[R-P] PLAN FENIX-ENERGIA.
Gustavo Battistoni
gustavo.battistoni en gmail.com
Dom Sep 2 09:33:54 MDT 2007
(Aparecido en Cash-Página 12)
EGO SUM
Por El Plan Fenix *
A raíz de las restricciones que se produjeron en el suministro de
electricidad durante junio y julio, ha emergido nuevamente la cuestión
energética. Este episodio reconoce disparadores de orden coyuntural;
principalmente, la ocurrencia simultánea de escasez hidráulica en
importantes cuencas generadoras y de temperaturas anormalmente bajas,
con la consiguiente sobredemanda de gas. Pero, además, han aflorado
diversas cuestiones estructurales referidas a la temática energética
que requieren la adopción de decisiones, si se trata de asegurar un
proceso sostenible de desarrollo con equidad. Una vez más, se enfrenta
la evidencia del carácter estratégico del suministro energético,
cuando las sociedades aspiran a una mejora de sus condiciones de vida
y a la realización de sus potencialidades.
La instancia por la que atraviesa el suministro de energía en la
Argentina permite afirmar que se está cerrando una etapa caracterizada
simultáneamente por la abundancia de suministro de gas, el saldo
excedentario en hidrocarburos líquidos y la sobrecapacidad de
generación de energía eléctrica. Estas constataciones indican, sin
duda, que resulta necesario avanzar hacia una nueva configuración de
la oferta energética y en aspectos relacionados con la gestión de la
demanda.
Se trata a continuación cada uno de estos tópicos.
En relación con el gas natural, la Argentina presenta hoy una matriz
energética intensiva en gas, como ningún otro país en el mundo. Esta
fuente aporta más del 40 por ciento del total consumido. Esto es el
reflejo de un crecimiento abrupto –producido a fines de los años
setenta– en las reservas, y de sucesivas decisiones políticas que
alentaron la libre disponibilidad y la difusión de su empleo. De esta
manera, el gas trascendió el uso residencial e industrial: se
implementó un programa de reconversión del parque vehicular
(actualmente responsable del 10 por ciento del consumo total) y se dio
libertad a la exportación a países vecinos, la que llegó a representar
un 15 por ciento del total producido. Además, se implantaron numerosas
centrales generadoras de electricidad que utilizan únicamente este
combustible, y que, ante su carencia, no pueden operar normalmente.
Estas decisiones, que respondieron al interés de las empresas privadas
operadoras, violaron el elemental criterio de preservar las cada vez
más escasas reservas estratégicas.
La revaluación a la baja de las principales reservas de gas y el
crecimiento del consumo han reducido el horizonte de disponibilidad
–alguna vez situado en más de 25 años– al orden de los 10 años y, al
parecer, no existen expectativas a corto plazo de nuevos
descubrimientos. El incentivo a su uso fue más allá de lo razonable y
es un hecho que el gas no será tan abundante de aquí en más (al menos
en un horizonte de mediano-largo plazo), por lo que debe diseñarse una
estrategia de preservación y sustitución.

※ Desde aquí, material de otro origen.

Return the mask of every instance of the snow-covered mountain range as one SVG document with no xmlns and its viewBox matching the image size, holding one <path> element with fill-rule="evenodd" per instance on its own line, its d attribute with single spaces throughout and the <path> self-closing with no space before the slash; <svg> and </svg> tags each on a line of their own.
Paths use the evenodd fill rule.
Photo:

En cuanto a los hidrocarburos líquidos, éstos representan algo más del
40 por ciento del consumo energético. Al igual que en el caso del gas,
existió una clara política, en la década pasada, de promover su
extracción, sin obligación alguna de prospección y sin que existiera
–al contrario de lo que ocurre en casi todos los países– reparo alguno
ante el agotamiento de un recurso tan crítico. Esto permitió un
incremento sensible e irracional de la producción. Las exportaciones
alcanzaron en algún momento el 40 por ciento de la extracción. Hoy, la
participación es menor, aunque significativa, y se encuentra
parcialmente reconvertida a derivados que, por otra parte, tienen
retenciones sensiblemente menores a las del petróleo. La ausencia de
prospecciones anticipa la continuidad de la declinación de los valores
producidos, y es esperable que el superávit externo en la cuenta de
los hidrocarburos líquidos concluya en breve.

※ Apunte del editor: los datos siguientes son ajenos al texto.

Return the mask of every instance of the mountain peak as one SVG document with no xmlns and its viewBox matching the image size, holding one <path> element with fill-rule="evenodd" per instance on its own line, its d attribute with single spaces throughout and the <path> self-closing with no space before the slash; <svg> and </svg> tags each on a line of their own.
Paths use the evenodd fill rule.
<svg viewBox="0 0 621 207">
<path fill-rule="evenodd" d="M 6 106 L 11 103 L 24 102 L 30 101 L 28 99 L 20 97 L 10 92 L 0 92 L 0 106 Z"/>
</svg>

La generación eléctrica fue objeto de una profunda reforma en la
década pasada. Ella significó la liberalización de la actividad y la
separación entre generación, transporte y distribución. Una vez más,
prevaleció la idea de que el mercado sería el mecanismo apto para la
implantación de la capacidad necesaria tanto en producción como en
transporte. Ahora bien, el potencial de generación se incrementó en
cerca de 10.000 MW, dando lugar a holgura en la oferta. Pero más de un
tercio de esta adición correspondió a decisiones tomadas y financiadas
por el Estado (represas de Yacyretá y Piedra del Aguila), y lo
restante fue producto tanto de una innovación tecnológica –la
implementación de los ciclos combinados en generación térmica– como de
la estrategia de monetizar las reservas de gas de parte de los
productores que precisamente fueron los principales inversores en
estos ciclos.
El incremento de oferta se tradujo en una caída del precio spot de la
energía, que fue básicamente transferido a los usuarios industriales
(no así a los residenciales), a fin de compensar el bajo tipo de
cambio entonces vigente e incrementar ventas. Como producto de este
esquema, cesaron virtualmente las inversiones en el año 2000. No hubo,
además, nuevos emprendimientos en generación no térmica en toda la
década pasada.
La demanda de capacidad se incrementó paulatinamente, en escalones
anuales del orden de 800 MW, hasta tocar un pico (anómalo) de 18.300
MW en junio pasado, frente a una capacidad nominal instalada de 24.000
MW. Debe agregarse a esto la ineficacia de los estímulos "de mercado"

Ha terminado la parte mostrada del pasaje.